Par Christophe Boisbouvier, Richard Riffonneau

Voilà un an qu'il dirige les Nations unies. Voilà aussi un an que les assassinats de casques bleus se multiplient : 61 pour la seule année 2017. Antonio Guterres veut réagir. Il y a deux jours, il est arrivé à Addis-Abeba, pour participer à l'ouverture du 30e sommet de l'Union africaine. Ce matin, le secrétaire général des Nations unies est l'invité de RFI pour un entretien exclusif.

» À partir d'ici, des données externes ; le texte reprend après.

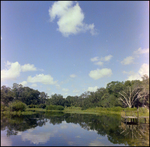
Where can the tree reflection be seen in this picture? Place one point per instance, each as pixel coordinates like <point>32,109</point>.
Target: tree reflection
<point>110,125</point>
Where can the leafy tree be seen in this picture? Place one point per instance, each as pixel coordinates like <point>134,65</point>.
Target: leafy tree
<point>17,106</point>
<point>130,95</point>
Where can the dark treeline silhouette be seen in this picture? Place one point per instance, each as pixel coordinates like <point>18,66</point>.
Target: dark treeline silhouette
<point>110,125</point>
<point>133,93</point>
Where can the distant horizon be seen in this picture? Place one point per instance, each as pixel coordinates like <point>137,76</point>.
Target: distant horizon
<point>69,48</point>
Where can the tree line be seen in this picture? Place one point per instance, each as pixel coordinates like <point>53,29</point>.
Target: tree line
<point>130,94</point>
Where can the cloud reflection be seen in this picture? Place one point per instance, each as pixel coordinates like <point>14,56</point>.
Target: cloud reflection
<point>35,138</point>
<point>5,141</point>
<point>96,143</point>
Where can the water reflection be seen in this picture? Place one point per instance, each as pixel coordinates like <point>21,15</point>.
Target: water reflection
<point>71,129</point>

Antonio Guterres, le sécretaire général de l'ONU accorde une interview à RFI, en marge du 30e sommet de l'Union africaine à Addis Abeba en Ethiopie, le 28/01/2018. RFI/Christophe Boisbouvier

►Antonio Guterres , secrétaire général de l'ONU

RFI : Depuis quatre ans, 204 casques bleus ont été tués. Pour la seule année dernière, 61 soldats de la paix sont tombés. Comment faire face à cette hécatombe ?

António Guterres : Je crois qu’il nous faut trois choses. Et nous venons de faire un examen rigoureux. Avec une équipe de militaires, dirigée par un militaire brésilien, on a fait un examen rigoureux des problèmes de performance des opérations de maintien de la paix, pour mieux comprendre comment répondre d’une façon globale à ce problème. Premièrement, il faut reconnaître toutes les situations ne sont pas des situations qui requièrent des opérations de maintien de la paix. Il y a des situations qui requièrent des opérations d’imposition de la paix et de lutte contre le terrorisme. Et là, on n’a pas besoin de casques bleus. Là, on a besoin de forces, notamment de forces africaines, mais il faut que ces forces africaines aient un mandat clair du Conseil de sécurité - sous le chapitre 7 - et des fonds garantis pour leur action.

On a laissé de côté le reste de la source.